As of 9 August 2024, over 41,000 people (39,677 Palestinian and 1,478 Israeli) have been reported as killed in the Israel–Hamas war, including 113 journalists (108 Palestinian, 2 Israeli and 3 Lebanese) and over 224 humanitarian aid workers, including 179 employees of UNRWA.

Does Lebanon recognise Israel? ›

28 UN member states do not recognize Israel: 15 members of the Arab League (Algeria, Comoros, Djibouti, Iraq, Kuwait, Lebanon, Libya, Mauritania, Oman, Qatar, Saudi Arabia, Somalia, Syria, Tunisia, and Yemen); ten non-Arab members of the Organization of Islamic Cooperation (Afghanistan, Bangladesh, Brunei, Indonesia, ...

Did Palestine start war in Lebanon? ›

The Palestinian insurgency in South Lebanon was a multi-sided armed conflict initiated by Palestinian militants against Israel in 1968 and against Lebanese Christian militias in the mid-1970s. It served as a major catalyst for the outbreak of the Lebanese Civil War in 1975.

Is Lebanon an ally of Palestine? ›

Lebanon served as a support base for militant Palestinian groups that frequently clashed with Israel during the 1970s and 1980s. Israel's military actions in southern Lebanon as a result led to a worsening of the nation's stability.

Is Russia allies with Lebanon? ›

Political. Russia stands out as one of the few major countries maintaining active relations with Lebanon's diverse and often opposing political players.

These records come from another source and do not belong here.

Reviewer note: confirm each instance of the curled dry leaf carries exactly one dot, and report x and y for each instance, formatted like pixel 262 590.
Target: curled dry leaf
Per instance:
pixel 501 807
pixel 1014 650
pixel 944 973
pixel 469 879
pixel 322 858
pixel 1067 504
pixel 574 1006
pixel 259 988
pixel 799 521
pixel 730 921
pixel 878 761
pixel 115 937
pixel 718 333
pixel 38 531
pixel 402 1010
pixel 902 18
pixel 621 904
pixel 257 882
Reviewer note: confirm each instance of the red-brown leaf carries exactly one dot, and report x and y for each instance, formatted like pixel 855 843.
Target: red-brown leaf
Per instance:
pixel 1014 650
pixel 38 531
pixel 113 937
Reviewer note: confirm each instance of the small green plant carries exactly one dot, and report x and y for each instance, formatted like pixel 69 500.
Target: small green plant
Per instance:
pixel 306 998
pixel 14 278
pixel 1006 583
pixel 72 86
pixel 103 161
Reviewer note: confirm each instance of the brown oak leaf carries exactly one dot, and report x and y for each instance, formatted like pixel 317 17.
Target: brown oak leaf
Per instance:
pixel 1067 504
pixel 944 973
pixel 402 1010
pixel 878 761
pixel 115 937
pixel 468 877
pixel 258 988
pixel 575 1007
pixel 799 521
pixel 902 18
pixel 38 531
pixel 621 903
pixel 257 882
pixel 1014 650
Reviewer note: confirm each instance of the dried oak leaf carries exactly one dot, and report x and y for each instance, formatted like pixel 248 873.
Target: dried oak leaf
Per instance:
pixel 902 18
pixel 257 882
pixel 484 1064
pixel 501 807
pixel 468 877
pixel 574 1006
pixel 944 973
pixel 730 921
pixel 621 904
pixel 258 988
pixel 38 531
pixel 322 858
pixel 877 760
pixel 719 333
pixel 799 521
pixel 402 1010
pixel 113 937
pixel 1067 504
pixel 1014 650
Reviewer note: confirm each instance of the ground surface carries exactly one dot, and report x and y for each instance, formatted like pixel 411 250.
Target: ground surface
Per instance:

Does the US recognize Hezbollah? ›

FOREIGN TERRORIST GROUP DESIGNATION

The US Department of State designated KH as a foreign terrorist organization in July 2009. KH's overall leader, Ahmad al-Hamidawi, was named a Specially Designated Global Terrorist in February 2020.

Who controls Lebanon? ›

Politics of Lebanon
Lebanese Republic الجمهورية اللبنانية (Arabic) Al-Jumhūrīyah al-Lubnānīyah
Head of government
TitlePrime Minister
CurrentlyNajib Mikati
AppointerPresident, on parliament's advice
19 more rows

What is the reason for the Arab Israeli conflict? ›

The goal of the Arabs was initially to block the Partition Resolution and to prevent the establishment of the Jewish state. The Jews, on the other hand, hoped to gain control over the territory allotted to them under the Partition Plan.

What was the reason for the 2006 Lebanon War? ›

2006 Lebanon War, a war between Israel and Hezbollah that began on July 12, 2006, and ended on August 14. Its proximate cause was a cross-border attack by Hezbollah fighters that culminated with the kidnapping of a pair of Israeli soldiers and the killing of eight others.

What did Palestine do to Lebanon? ›

The Palestinian insurgency in South Lebanon was a multi-sided armed conflict initiated by Palestinian militants against Israel in 1968 and against Lebanese Christian militias in the mid-1970s. It served as a major catalyst for the outbreak of the Lebanese Civil War in 1975.

Why did the United States withdraw its troops from the ongoing conflict between Israel and Lebanon in the early 1980s? ›

Following Israel's 1982 invasion of Lebanon, the advocates of military intervention won out. But by 1984, terrorist attacks, a lack of diplomatic progress, and congressional opposition led President Ronald Reagan to withdraw U.S. forces from Lebanon.